Welcome, Antonio, to the team. I just wanted to ask here on liquidity. Please, if you could give us an update on the government credit lines. I believe there are three, the FTE, the FNAC and the more recent fuel installments payment plan. If you can give us an update on those three sources of liquidity. And then just on the American [indiscernible] approval process, time line, any updates? And lastly, on TAP. So it would be helpful just to have an update here on these liquidity measures as we think about liquidity through the end of this year.

John Rodgerson

Executives
#34

Thanks, Nicolas. You hit them all right there. I'll start and then pass it over to Antonio. First of all, we ended the first quarter with more cash than we thought, right?
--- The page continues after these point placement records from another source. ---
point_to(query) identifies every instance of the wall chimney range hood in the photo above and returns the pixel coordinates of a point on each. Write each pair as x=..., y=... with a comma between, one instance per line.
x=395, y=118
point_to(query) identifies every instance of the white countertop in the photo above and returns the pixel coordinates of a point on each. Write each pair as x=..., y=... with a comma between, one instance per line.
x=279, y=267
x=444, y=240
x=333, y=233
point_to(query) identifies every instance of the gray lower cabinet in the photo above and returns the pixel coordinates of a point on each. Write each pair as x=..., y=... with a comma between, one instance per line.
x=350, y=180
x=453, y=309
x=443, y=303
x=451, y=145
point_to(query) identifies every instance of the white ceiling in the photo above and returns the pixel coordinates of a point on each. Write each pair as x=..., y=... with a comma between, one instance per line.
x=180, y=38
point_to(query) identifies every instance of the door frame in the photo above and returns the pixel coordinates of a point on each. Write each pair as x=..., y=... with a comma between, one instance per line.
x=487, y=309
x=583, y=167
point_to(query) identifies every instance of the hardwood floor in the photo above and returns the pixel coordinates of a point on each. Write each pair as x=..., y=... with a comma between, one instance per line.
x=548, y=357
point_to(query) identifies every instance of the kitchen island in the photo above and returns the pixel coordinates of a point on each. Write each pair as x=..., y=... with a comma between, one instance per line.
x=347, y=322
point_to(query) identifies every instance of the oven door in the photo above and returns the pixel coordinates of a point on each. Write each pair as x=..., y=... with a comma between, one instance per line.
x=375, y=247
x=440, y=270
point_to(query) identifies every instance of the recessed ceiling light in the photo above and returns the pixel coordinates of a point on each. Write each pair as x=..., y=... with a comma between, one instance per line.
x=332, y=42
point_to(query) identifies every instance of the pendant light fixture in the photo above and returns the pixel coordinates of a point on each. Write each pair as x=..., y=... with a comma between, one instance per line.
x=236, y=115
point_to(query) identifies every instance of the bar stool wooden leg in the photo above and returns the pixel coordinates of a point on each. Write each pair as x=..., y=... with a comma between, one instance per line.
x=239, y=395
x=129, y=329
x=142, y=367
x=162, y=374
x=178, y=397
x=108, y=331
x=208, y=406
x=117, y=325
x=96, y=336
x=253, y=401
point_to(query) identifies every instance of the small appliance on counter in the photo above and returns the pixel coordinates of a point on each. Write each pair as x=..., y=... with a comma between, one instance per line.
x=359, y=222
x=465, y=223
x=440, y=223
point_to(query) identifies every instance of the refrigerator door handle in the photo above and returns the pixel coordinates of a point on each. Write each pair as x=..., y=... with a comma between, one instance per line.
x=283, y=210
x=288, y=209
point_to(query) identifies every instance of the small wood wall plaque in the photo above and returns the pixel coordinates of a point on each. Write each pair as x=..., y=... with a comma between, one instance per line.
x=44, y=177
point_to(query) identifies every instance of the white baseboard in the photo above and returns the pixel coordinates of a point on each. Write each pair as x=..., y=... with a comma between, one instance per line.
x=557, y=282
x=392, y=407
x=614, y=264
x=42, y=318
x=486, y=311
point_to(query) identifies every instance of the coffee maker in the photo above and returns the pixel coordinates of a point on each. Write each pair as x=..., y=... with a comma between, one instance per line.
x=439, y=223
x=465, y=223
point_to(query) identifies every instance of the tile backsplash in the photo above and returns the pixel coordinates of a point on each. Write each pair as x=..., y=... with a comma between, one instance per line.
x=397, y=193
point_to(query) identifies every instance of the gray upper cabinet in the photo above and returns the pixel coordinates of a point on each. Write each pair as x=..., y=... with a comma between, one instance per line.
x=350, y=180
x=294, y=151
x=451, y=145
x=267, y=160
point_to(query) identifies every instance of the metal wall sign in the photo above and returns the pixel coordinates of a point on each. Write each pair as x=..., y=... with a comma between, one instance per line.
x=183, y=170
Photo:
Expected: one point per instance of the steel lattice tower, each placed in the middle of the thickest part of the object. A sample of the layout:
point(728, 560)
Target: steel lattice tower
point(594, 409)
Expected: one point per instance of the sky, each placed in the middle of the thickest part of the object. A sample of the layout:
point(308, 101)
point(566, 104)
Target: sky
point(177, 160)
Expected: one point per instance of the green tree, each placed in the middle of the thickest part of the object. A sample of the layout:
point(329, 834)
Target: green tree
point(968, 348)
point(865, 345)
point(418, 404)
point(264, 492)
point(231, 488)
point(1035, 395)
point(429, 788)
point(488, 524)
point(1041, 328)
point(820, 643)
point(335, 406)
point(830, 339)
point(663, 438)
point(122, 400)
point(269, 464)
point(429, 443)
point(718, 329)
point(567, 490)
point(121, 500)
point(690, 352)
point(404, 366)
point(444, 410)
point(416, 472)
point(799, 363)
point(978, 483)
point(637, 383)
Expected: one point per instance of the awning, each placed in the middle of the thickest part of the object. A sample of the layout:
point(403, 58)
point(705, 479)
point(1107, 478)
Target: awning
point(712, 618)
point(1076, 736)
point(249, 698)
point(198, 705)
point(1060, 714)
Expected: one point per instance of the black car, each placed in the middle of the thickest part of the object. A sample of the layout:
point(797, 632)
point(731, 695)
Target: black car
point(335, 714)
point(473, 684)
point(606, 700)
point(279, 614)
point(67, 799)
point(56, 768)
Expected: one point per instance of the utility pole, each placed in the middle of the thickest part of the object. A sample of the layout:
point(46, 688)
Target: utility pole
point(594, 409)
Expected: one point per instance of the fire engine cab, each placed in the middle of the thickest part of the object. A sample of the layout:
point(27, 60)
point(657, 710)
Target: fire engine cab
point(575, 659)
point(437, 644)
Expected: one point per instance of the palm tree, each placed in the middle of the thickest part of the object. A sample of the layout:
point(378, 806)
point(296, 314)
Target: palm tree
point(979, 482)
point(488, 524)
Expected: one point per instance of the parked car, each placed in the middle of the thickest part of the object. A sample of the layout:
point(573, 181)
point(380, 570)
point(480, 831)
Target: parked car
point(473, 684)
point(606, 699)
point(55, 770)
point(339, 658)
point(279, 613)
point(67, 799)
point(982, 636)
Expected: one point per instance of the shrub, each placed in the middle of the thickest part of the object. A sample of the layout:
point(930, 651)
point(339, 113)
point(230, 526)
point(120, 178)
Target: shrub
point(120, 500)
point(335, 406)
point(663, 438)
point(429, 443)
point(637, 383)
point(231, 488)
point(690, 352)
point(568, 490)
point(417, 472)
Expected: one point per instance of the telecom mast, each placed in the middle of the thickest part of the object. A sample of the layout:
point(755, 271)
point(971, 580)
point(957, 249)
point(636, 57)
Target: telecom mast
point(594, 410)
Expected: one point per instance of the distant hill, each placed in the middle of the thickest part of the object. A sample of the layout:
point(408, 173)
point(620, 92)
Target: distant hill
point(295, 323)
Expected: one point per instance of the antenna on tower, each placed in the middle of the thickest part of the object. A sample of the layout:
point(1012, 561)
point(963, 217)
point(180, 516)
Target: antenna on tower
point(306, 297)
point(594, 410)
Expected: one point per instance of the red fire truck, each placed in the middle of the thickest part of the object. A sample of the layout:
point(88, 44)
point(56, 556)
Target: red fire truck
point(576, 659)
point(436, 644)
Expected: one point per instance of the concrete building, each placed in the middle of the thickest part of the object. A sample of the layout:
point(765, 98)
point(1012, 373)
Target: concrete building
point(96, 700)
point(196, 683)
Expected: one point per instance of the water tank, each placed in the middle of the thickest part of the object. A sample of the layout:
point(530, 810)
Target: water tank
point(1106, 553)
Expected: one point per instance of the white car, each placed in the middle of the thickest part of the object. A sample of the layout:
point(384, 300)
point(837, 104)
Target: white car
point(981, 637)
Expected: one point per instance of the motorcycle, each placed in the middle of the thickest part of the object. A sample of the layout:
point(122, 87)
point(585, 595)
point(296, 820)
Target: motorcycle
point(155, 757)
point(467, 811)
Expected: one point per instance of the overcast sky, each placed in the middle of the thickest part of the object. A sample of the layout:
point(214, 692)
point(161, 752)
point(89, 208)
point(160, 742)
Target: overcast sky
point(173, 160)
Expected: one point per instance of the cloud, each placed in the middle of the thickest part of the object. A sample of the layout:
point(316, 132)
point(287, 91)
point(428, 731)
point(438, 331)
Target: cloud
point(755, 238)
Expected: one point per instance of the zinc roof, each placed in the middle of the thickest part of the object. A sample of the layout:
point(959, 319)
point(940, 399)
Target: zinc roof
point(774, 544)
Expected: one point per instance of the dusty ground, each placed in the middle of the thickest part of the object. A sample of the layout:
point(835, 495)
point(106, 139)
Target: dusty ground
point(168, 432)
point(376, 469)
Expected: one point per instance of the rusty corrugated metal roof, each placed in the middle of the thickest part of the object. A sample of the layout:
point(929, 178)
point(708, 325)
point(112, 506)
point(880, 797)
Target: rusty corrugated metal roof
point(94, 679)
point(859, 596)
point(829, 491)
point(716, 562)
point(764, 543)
We upsized the exit financing. So we feel very comfortable where we are right now. We have just under $1 billion in available liquidity. And so we immediately -- we feel very good about our starting position going into things. Other things that I highlighted, our plan was at $5.50. The exchange rate now is at $4.98, right? And so you have seen the government be very proactive. They do not want to see capacity cuts in the market, right? So the government has done a lot of things. There's a lot of different lines that we're looking at as an industry, and we see that as a positive thing. They're acting in a very proactive manner. So I think that's exciting. As for TAP, they owe us the money. They know they owe us the money. Everybody knows they owe us the money. And so I think that there's a commercial relationship with TAP that we continue to have, and they're in a privatization process as we speak. And so we're excited to get that resolved later this year. And we think that a friendly solution is always the best resolution to something, especially as they're in a privatization process. And in many cities in Brazil, we are the #1 connecting partner for them. But I'll pass it over to Antonio because there's the government. There's a lot of things happening and a de-levered balance sheet just opens up tremendous opportunities for us.

Antonio Garcia

Executives
#35

Yes. Thanks, so. Nicolas, thanks for the welcome. And in regards to the lines of credit, we are back on the street after the Chapter 11, and it's not only the government line, but we have the other bankers also in discussion right now. And we are evaluating the best options for Azul to get this money, either for the government or for the private banks, I would say. I'm sure we will have access based on my previous experience for those lines and still this year.

Operator

Operator
#36

Okay. This concludes the Q&A session for today. We will now turn the call to John so that we can make the closing remarks, please.

John Rodgerson

Executives
#37

Thanks, everybody. And I just want to thank everybody, and we look forward to seeing people in New York and talking to investors on the sell side as we prepare the company for our relisting in New York. Thanks, everybody.

Operator

Operator
#38

Thank you. This concludes the Azul's audio conference call for today. Thank you very much for your participation, and have a good day.